Dramaturg Heidi Holder, whose job it is to reference the source text and forge a connection between the play and the audience, said of “Trifles,” “From its very opening, Susan Glaspell’s little Molotov cocktail of a play lures us into judging its central but never-seen character, and this judgment will take place in the woman’s [Mrs. Wright’s] own kitchen.” She went on to emphasize the importance of “Trifles” as a short but poignant feminist piece with a lasting impact: “It has proven durable, compelling and persistently relevant.”

Glaspell described the germination of the story in similar terms, looking at what it meant for women to be in the kitchen. “[I] looked a long time at that bare little stage. After a time the stage became a kitchen — a kitchen there all by itself… then the door at the back opened and people all bundled up came in — two or three men, I wasn’t sure which but sure enough about the two women, who hung back, reluctant to enter.”

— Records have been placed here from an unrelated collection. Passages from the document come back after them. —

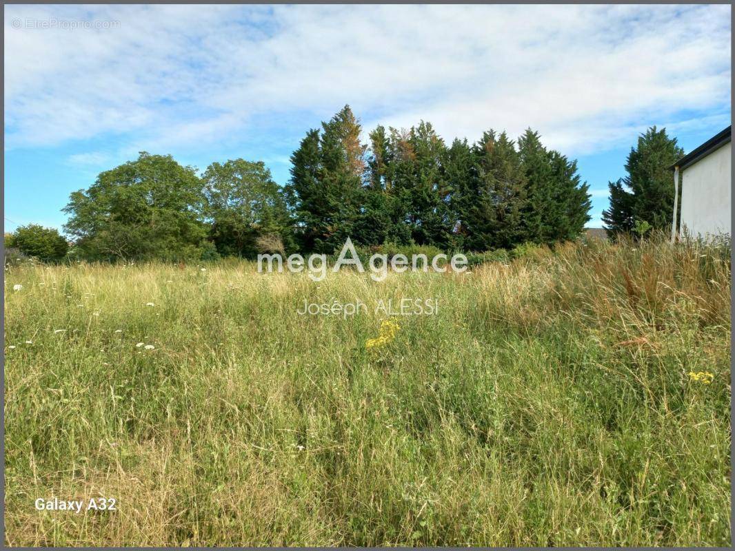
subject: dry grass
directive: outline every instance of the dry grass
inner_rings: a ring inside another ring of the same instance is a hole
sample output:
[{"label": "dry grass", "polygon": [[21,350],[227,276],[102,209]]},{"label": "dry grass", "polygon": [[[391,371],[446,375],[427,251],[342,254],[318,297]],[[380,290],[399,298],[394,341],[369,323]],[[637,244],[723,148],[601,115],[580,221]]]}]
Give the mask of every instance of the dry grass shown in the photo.
[{"label": "dry grass", "polygon": [[[729,250],[382,283],[201,267],[6,273],[7,544],[730,543]],[[367,350],[401,297],[439,313]],[[34,508],[52,496],[119,510]]]}]

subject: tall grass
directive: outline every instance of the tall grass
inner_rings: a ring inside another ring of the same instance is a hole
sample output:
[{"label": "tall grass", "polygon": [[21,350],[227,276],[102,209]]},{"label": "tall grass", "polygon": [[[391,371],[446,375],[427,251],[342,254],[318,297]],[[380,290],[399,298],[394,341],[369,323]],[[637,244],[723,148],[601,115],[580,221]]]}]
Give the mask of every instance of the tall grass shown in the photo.
[{"label": "tall grass", "polygon": [[[201,267],[6,273],[7,544],[730,543],[728,248]],[[366,349],[400,298],[439,311]],[[53,496],[118,511],[35,509]]]}]

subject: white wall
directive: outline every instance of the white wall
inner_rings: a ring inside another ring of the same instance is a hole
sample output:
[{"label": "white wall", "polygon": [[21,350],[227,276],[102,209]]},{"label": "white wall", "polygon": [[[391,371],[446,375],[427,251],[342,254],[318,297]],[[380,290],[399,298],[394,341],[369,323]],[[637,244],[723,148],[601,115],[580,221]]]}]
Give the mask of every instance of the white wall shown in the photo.
[{"label": "white wall", "polygon": [[692,237],[731,233],[731,153],[730,142],[684,170],[682,234],[685,228]]}]

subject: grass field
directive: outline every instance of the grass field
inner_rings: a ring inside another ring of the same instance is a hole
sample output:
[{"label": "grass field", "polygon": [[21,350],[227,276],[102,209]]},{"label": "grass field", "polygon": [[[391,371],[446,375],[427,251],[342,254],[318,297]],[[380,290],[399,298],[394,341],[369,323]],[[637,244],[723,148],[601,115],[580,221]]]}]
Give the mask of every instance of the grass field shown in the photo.
[{"label": "grass field", "polygon": [[6,544],[729,544],[728,249],[205,267],[6,272]]}]

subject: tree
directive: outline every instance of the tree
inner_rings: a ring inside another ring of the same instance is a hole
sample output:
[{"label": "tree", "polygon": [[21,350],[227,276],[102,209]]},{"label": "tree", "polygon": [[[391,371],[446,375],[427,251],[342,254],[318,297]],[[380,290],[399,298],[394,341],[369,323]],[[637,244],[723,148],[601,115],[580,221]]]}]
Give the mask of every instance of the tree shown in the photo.
[{"label": "tree", "polygon": [[143,151],[73,192],[64,227],[89,259],[197,258],[207,233],[202,202],[194,168]]},{"label": "tree", "polygon": [[46,262],[61,260],[69,249],[66,240],[57,230],[38,224],[21,226],[10,237],[6,246]]},{"label": "tree", "polygon": [[254,258],[259,240],[277,237],[293,250],[291,221],[283,190],[262,162],[243,159],[210,165],[202,176],[209,240],[222,255]]},{"label": "tree", "polygon": [[348,105],[310,130],[291,156],[289,192],[307,251],[331,253],[358,227],[363,204],[365,146]]},{"label": "tree", "polygon": [[473,148],[476,175],[463,203],[467,246],[475,251],[511,248],[523,242],[526,177],[520,156],[505,132],[490,130]]},{"label": "tree", "polygon": [[589,220],[587,183],[581,184],[576,161],[547,150],[528,129],[518,140],[526,173],[527,201],[523,209],[524,239],[551,243],[574,239]]},{"label": "tree", "polygon": [[670,228],[674,186],[669,167],[683,156],[684,150],[676,138],[667,135],[666,129],[651,126],[639,137],[628,155],[628,176],[609,184],[610,207],[603,212],[603,221],[612,233],[630,232],[637,222],[653,228]]},{"label": "tree", "polygon": [[472,148],[467,140],[455,138],[447,149],[442,170],[448,191],[448,205],[453,223],[453,246],[465,248],[468,237],[467,214],[473,206],[474,182],[477,166]]}]

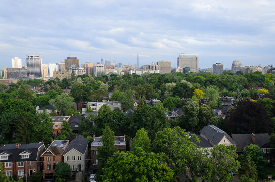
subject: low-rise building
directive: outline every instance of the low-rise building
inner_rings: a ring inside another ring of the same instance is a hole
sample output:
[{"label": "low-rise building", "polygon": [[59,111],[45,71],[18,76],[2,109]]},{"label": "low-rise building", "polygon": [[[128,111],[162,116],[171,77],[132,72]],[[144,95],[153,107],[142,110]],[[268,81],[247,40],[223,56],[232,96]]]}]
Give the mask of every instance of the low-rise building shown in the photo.
[{"label": "low-rise building", "polygon": [[56,140],[42,153],[43,177],[44,179],[53,179],[56,166],[64,160],[63,155],[69,146],[68,140]]},{"label": "low-rise building", "polygon": [[[96,171],[98,169],[98,161],[97,159],[98,155],[98,147],[103,145],[101,141],[101,136],[95,137],[94,136],[94,141],[91,145],[91,159],[92,164],[92,169]],[[116,136],[115,139],[115,147],[120,152],[122,151],[126,152],[126,136]]]},{"label": "low-rise building", "polygon": [[22,178],[37,172],[41,169],[40,154],[45,150],[42,142],[29,144],[8,144],[0,147],[0,162],[6,176],[16,175]]}]

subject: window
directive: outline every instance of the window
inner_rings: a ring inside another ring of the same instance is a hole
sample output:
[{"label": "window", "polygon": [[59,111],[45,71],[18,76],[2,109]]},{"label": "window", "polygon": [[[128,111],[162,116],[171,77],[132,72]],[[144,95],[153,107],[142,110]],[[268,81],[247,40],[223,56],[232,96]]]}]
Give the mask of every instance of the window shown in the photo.
[{"label": "window", "polygon": [[6,168],[12,167],[12,163],[11,162],[6,162],[5,163]]},{"label": "window", "polygon": [[0,159],[1,160],[8,160],[8,155],[1,155],[0,156]]},{"label": "window", "polygon": [[76,165],[75,164],[72,165],[72,170],[73,171],[76,170]]},{"label": "window", "polygon": [[17,162],[18,167],[24,167],[24,162]]},{"label": "window", "polygon": [[51,170],[51,164],[47,164],[47,170]]},{"label": "window", "polygon": [[18,170],[18,176],[22,176],[25,174],[24,173],[24,170]]},{"label": "window", "polygon": [[21,158],[22,158],[22,159],[28,159],[29,158],[29,154],[22,154],[21,155]]},{"label": "window", "polygon": [[12,175],[12,171],[6,171],[6,176]]}]

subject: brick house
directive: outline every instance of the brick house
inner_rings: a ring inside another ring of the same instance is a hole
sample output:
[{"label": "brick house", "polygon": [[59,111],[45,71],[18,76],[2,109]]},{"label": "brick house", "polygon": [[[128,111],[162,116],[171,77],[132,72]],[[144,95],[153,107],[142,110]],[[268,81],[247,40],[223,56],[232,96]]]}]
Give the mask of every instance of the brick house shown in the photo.
[{"label": "brick house", "polygon": [[[101,142],[101,136],[95,137],[94,136],[94,141],[91,143],[91,168],[95,171],[96,171],[98,169],[98,163],[97,159],[97,155],[98,155],[98,147],[102,146],[103,144]],[[126,136],[116,136],[115,139],[115,147],[117,148],[118,151],[126,152]]]},{"label": "brick house", "polygon": [[44,179],[54,178],[56,165],[64,160],[63,155],[69,145],[68,140],[57,140],[41,155],[43,163],[43,177]]},{"label": "brick house", "polygon": [[42,142],[29,144],[10,144],[0,147],[0,162],[6,176],[16,175],[22,178],[39,171],[42,162],[40,156],[46,149]]}]

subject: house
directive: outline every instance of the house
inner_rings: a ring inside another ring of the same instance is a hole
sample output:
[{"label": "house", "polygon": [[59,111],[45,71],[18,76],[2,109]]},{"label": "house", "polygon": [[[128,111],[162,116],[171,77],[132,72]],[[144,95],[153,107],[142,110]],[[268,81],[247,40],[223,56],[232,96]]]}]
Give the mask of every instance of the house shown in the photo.
[{"label": "house", "polygon": [[266,161],[270,162],[274,160],[273,154],[267,145],[269,140],[268,133],[232,134],[231,136],[237,143],[237,151],[239,155],[243,153],[243,149],[245,146],[252,144],[257,145],[262,150]]},{"label": "house", "polygon": [[54,178],[56,167],[59,162],[63,161],[63,155],[69,145],[68,140],[56,140],[41,155],[43,163],[43,177]]},{"label": "house", "polygon": [[62,122],[67,121],[68,122],[70,120],[70,116],[57,116],[50,117],[53,122],[53,134],[59,135],[61,133],[61,129],[63,128]]},{"label": "house", "polygon": [[236,143],[227,133],[213,125],[204,126],[200,132],[200,136],[204,138],[213,146],[219,144],[236,145]]},{"label": "house", "polygon": [[[94,141],[91,145],[91,168],[94,172],[97,171],[98,169],[98,160],[97,155],[98,155],[97,148],[99,146],[102,146],[103,144],[101,141],[101,136],[95,137],[94,136]],[[116,136],[115,139],[115,147],[120,152],[122,151],[126,152],[126,136]]]},{"label": "house", "polygon": [[0,147],[0,162],[6,176],[16,175],[29,177],[39,171],[42,162],[40,154],[46,149],[42,142],[29,144],[10,144]]},{"label": "house", "polygon": [[74,133],[78,133],[81,116],[71,116],[69,120],[69,125]]},{"label": "house", "polygon": [[89,141],[79,135],[70,143],[63,154],[64,162],[70,165],[73,171],[85,172],[88,163]]},{"label": "house", "polygon": [[39,114],[41,114],[44,112],[45,112],[47,114],[50,114],[53,113],[53,112],[56,113],[57,110],[54,110],[54,106],[52,104],[49,104],[48,105],[44,106],[38,109]]},{"label": "house", "polygon": [[222,106],[232,106],[234,104],[235,98],[233,97],[222,97],[219,99],[221,101]]},{"label": "house", "polygon": [[123,114],[129,117],[132,117],[132,116],[133,115],[133,113],[134,113],[134,111],[133,111],[131,109],[129,109],[126,111],[125,111]]}]

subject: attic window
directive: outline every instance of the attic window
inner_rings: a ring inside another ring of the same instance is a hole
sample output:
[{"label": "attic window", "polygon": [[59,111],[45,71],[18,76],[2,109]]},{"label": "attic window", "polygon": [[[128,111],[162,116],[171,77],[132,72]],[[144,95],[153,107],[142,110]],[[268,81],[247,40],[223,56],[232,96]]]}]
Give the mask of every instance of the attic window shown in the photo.
[{"label": "attic window", "polygon": [[22,154],[21,155],[21,158],[22,159],[28,159],[29,158],[29,154]]},{"label": "attic window", "polygon": [[0,159],[8,160],[8,155],[3,154],[0,155]]}]

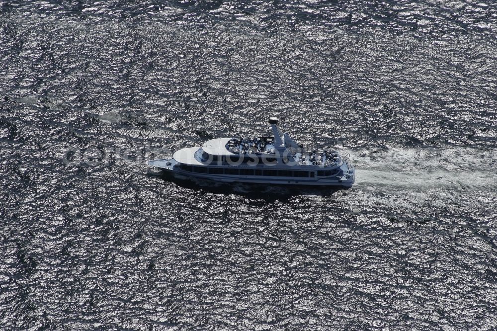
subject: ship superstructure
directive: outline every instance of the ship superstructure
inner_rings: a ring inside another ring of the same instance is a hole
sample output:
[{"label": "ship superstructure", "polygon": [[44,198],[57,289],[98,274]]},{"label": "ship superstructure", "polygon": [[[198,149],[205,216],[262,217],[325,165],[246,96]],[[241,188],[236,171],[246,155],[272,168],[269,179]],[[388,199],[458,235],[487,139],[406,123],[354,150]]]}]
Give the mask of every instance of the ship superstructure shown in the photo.
[{"label": "ship superstructure", "polygon": [[297,144],[269,119],[272,136],[211,139],[148,164],[174,174],[225,182],[350,187],[353,166],[334,150]]}]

The production is grounded in realism with expressionist elements, found nowhere more prominently than in Hill’s stunning set. The towering back wall that reaches just beyond the proscenium arch emphasizes an authentic restored cook stove from the period, a donation from the Good Time Stove Company and Three Sisters Sanctuary. A log cabin quilt pattern inspired the diamond-shaped design of the wall’s wood, leading to a port for the stove’s smoke exhaust. Lighting design from Dubin included light filtering through the cracks in the walls, a tribute to original homesteader home designs without insulation to guard against brutal winters. Harsh cold tones overtook the stage as men entered, and warm hues filled the set with humanity when the women were left alone to resume their own quiet investigation.

The theatre department’s production featured a powerful performance by Wei as the repressed-until-pressured Mrs. Peters, including a memorable monologue about the trauma of witnessing a boy kill her kitten with a hatchet as a child. Wilson played a robust and driven Mrs. Hale, leading a crusade to realize Mrs. Wright’s motive for murdering her husband.

From the earliest moments of the show, Wei’s performance conveyed a character that knew all too well how to survive as a woman restricted by the binary gender roles of the early 20th century, which dictated that a woman’s slightest misstep or exercising of personal power was ridiculed or silenced entirely. As the Sheriff’s wife, she is told she’s “married to the law”— but the choice to interpret that direction by playing a cautious, almost invisible character was a powerful contrast to Wilson’s direct Mrs. Hale. The juxtaposition of two women with very different personalities strengthened the commentary of the play by demonstrating that all women were powerless in 1916, treated the same and expected to live the same way, despite their differences in personality, outspokenness or behavior. “Trifles,” which famously depicted women leading a murder investigation during a time period when juries were all male, is significant because of its discussion of the early 20th century marginalization of women, prior to the 19th Amendment and the employment liberation of the ‘We-Can-Do-It’ war effort.

Rooke Theatre’s fall season continues with Keith Hamilton Cobb’s visiting performance of American Moor Nov. 8-11 and The House of Bernarda Alba Dec. 6-9.